Das Hauptproblem: Der zusätzliche Verkehr, der von den rund 100 neuen Wohneinheiten ausgeht, würde vorerst zum großen Teil über die Schillerstraße gelenkt werden. Das soll über zwei Durchstiche vom Neubaugebiet auf eben die Schillerstraße passieren. Eine weitere Ausfahrt entsteht über den Herdicksbach zur Viktorstraße. So zumindest sieht es die derzeit favorisierte Lösung der Verwaltung vor.

„Der Spielplatz ist einer der größten in Waltrop“

„Keine gute Idee. Das ist zu gefährlich“, sagen die Anwohner der Schillerstraße. Sie haben eine Interessensgemeinschaft (IG) gebildet. „Der Spielplatz ist einer der größten in Waltrop“, sagt Matthias Hopp von der IG. Dummerweise befindet der sich direkt an der Ecke, wo der erste Straßen-Durchstich ins Neubaugebiet geplant ist.

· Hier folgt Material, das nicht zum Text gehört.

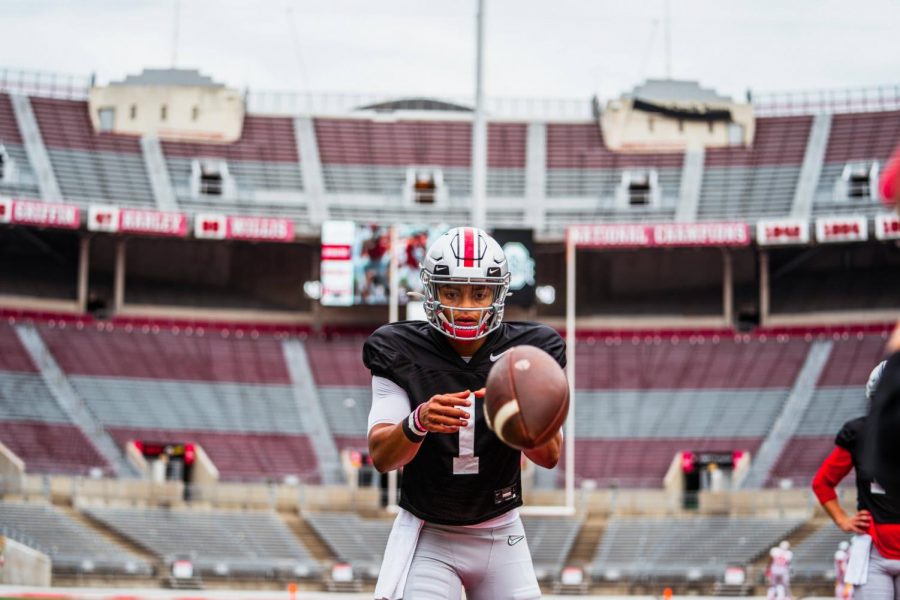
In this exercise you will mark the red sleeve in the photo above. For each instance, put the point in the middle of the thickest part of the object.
(833, 469)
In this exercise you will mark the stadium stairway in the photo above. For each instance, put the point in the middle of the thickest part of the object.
(309, 405)
(691, 181)
(586, 543)
(811, 169)
(158, 174)
(308, 537)
(103, 531)
(35, 148)
(71, 403)
(311, 167)
(791, 413)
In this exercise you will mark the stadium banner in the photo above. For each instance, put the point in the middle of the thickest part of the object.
(779, 232)
(112, 219)
(252, 229)
(371, 260)
(39, 214)
(887, 227)
(851, 228)
(151, 222)
(103, 218)
(518, 246)
(660, 235)
(336, 267)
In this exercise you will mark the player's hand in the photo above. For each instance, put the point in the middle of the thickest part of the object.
(858, 523)
(442, 415)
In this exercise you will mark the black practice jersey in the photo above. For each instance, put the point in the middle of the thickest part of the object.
(882, 452)
(869, 495)
(447, 482)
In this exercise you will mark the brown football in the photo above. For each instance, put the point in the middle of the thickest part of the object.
(526, 398)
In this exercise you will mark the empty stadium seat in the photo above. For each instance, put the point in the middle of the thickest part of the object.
(91, 167)
(220, 543)
(71, 546)
(684, 548)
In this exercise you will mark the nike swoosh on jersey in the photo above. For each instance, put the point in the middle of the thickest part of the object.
(497, 357)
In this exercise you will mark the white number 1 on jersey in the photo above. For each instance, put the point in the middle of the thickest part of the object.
(467, 463)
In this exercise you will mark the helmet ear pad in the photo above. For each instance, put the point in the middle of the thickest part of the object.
(464, 256)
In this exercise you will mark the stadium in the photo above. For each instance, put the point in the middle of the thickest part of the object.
(188, 273)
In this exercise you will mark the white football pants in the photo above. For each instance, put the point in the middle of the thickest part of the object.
(492, 564)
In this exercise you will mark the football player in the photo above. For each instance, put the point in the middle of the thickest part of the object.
(842, 590)
(780, 571)
(458, 525)
(879, 512)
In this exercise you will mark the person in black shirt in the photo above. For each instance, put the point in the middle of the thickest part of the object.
(458, 525)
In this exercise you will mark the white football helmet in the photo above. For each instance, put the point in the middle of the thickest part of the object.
(874, 378)
(464, 256)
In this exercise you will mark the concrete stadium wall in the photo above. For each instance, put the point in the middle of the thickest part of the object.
(23, 565)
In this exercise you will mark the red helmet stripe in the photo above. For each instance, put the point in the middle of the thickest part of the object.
(469, 248)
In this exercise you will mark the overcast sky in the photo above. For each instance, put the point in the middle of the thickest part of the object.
(533, 48)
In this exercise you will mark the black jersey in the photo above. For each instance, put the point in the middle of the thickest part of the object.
(447, 482)
(882, 453)
(869, 494)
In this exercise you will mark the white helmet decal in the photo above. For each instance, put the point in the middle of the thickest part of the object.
(465, 256)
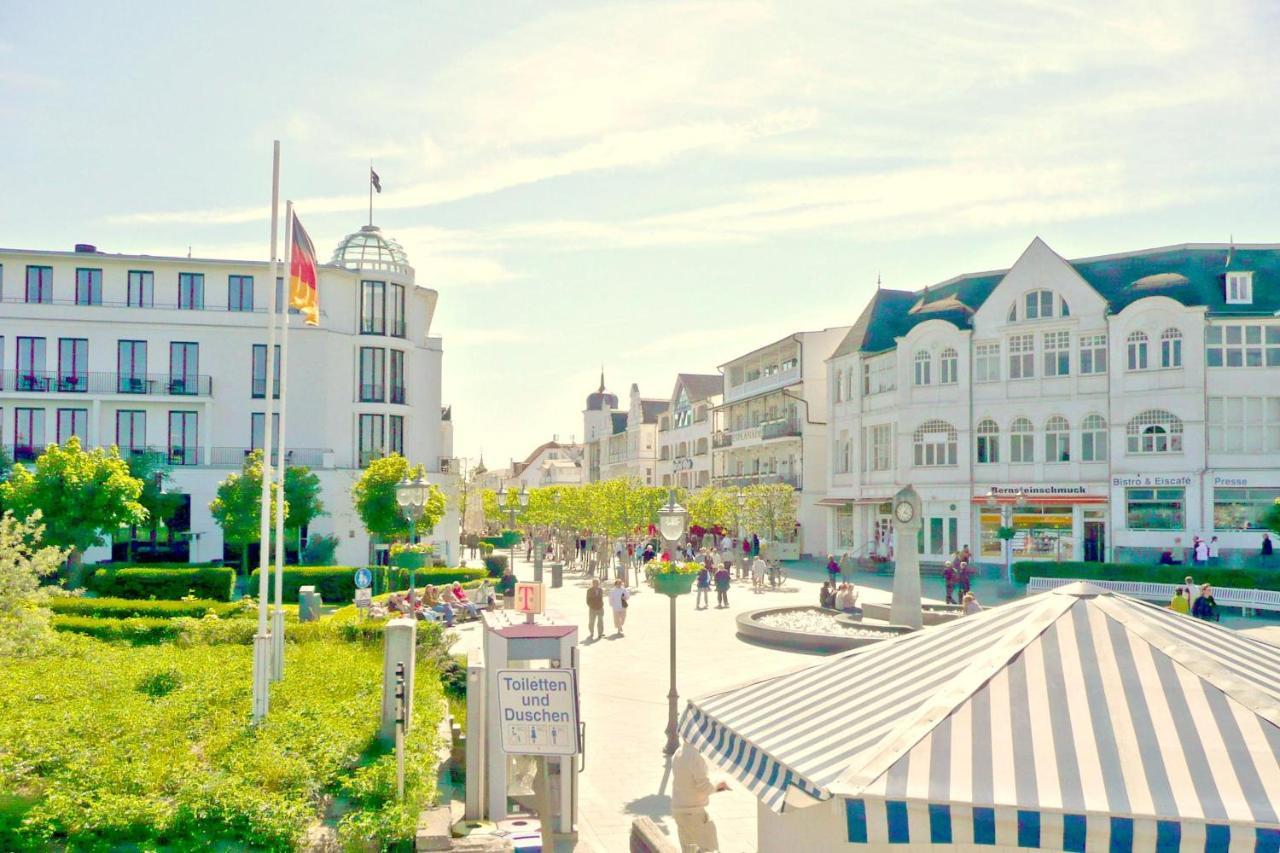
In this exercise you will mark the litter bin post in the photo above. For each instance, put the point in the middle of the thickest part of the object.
(400, 639)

Scheiba glaubt, Lösung gefunden zu haben

Stadtplaner Andreas Scheiba kann das Anliegen nachvollziehen, sagt aber, dass man bereits eine Lösung gefunden habe, um den Spielplatz sicher zu gestalten. „Wir trennen den Spielplatz mit einem Wall ab und installieren zusätzlich einen Zebrastreifen“, so Scheiba. Dadurch könne man die Sicherheit gewährleisten. Eine Lösung, mit der die Anwohner so nicht einverstanden sind.

„Die Schillerstraße ist eine Schwachstelle"

Währenddessen hat sich auch die Politik zu dem Thema geäußert. In einem Vor-Ort-Termin begutachteten am Montag Vertreter von SPD und CDU die angeprangerte Ecke. „Die Schillerstraße ist eine Schwachstelle in der Planung“, sagt Klaus Beie (SPD). Darauf habe seine Fraktion bereits im Stadtentwicklungsausschuss hingewiesen. Auch Ludger Finke, der die CDU repräsentierte, blies ins gleiche Horn. Es müsse nachgebessert werden.

Vorschlag der IG Schillerstraße

Ein Vorschlag der IG Schillerstraße: Den zweiten Bauabschnitt über Meßmanns Feld schon jetzt teilerschließen, die ohnehin geplante Straße dort zeitgleich mit dem ersten Bauabschnitt bauen. So würde der Verkehr direkt auf die Goethestraße gelenkt werden. „Wir sind ja überhaupt nicht gegen das Neubaugebiet“, macht Matthias Hopp deutlich. Nur die Verkehrsführung müsse einfach verbessert werden. Mit dem hinteren Durchstich auf die Schillerstraße könne man auch leben.

Interessant dürfte jetzt das Verkehrsgutachten werden, das bereits in Arbeit ist. Wenn das vorliegt, werde man weitersehen, sagt Stadtplaner Andreas Scheiba.